The materials used in this study include the following packages and libraries: Numpy, Pandas, SciPy, Scikit-Learn, Tensorflow, Keras and Matplotlib. We used an HP laptop with an Intel (R) Celeron (R) N3350 processor, 4 GB of memory.

3.2 Dataset

The dataset used for our analysis is provided by Orange Senegal. This dataset is collected from the 4G radio access network called LTE (Long Term Evolution). The Small Cell solution of the type is a specific solution dedicated to indoor coverage and capacity building which has been set up by Huawei. In total, 7 sites (MASSALIK_P1, MASSALIK_P2, MASSALIK_P3, MASSALIK_P4, MASSALIK_P5, MASSALIK_P6, MASSALIK_P8) of the type have been deployed at the zone level. Thus, we collected a set of data on Orange Senegal's 4G mobile network on these 7 Pôles Stars sites. However, choosing all the available variables in a dataset is not always a good option as it can lead to poor predictions. The descript the variables is given in Table 1. After preprocessing we get a dataset with 583 rows and 13 columns, DL_perceived_throughput is the target variable. An overview of the statistical distribution of this data set is presented in “Fig. 13”.

Table 1

Description of the dataset
Variables	Description
DL_Traffic (GB)	Represents downlink data traffic
Traffic_UL (GB)	Represents uplink data traffic
Total_Traffic (GB)	Represents total data traffic
Active_user_Max	Represents the maximum number of active users
RRC_user_Max	Defines the protocol allowing the UE and the l’(e)NB to exchange signaling
throughput_UL_user (Kbit/s)	Represents the user throughput of the uplink
Throughput_DL_user (Kbit/s)	Represents the user throughput of the downlink
DL_PRB_Rate	Represents the physical resource block rate for the downlink
UL_PRB_Rate	Represents the physical resource block rate for the uplink
CDR	Represents charging data recording
CQI_Avg	Represents the channel quality indicator
Radio_DL_Delay_avg	Defines the average of the downlink radio delay
DL_perceived_throughput (Mbps)	Represents the perceived throughput of the downlink
MASSALIK_P1, MASSALIK_P2, MASSALIK_P3, MASSALIK_P4, MASSALIK_P5, MASSALIK_P6, MASSALIK_P8	Represents small Pole Star type cells (or Pole Star sites)

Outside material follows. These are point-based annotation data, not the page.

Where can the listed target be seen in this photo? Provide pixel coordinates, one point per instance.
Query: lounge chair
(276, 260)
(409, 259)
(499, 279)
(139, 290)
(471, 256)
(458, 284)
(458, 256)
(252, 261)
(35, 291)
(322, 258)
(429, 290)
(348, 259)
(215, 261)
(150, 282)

3.3 Machine learning algorithms

LR, DT, RF, and ANN or MLP are the machine learning algorithms used in this article. LR is an ML technique that allows we to model linear relationships between variables. DT is a supervised, non parametric ML method capable of finding complex nonlinear relationships in data. DT can perform classification and regression tasks. In this article, we focus on DT with a regression task. The significant hyperparameter that can improve the performance of the algorithm is the maximum tree depth that we set to 4 (i.e. max_depth = 4). Further details on decision tree algorithms can be found in [35]. The decision tree built from the DT model is presented in “Fig. 1”.

RF [36] is a combination of several DT, i.e. a forest, where each tree is generated from a new training data set, which is a randomly sampled subset from the original training dataset. The hyper parameters of the RF algorithm include the number of trees defined as 200 in this article, the maximum characteristics in an individual tree, and the minimum number of leaf nodes needed to split an internal node.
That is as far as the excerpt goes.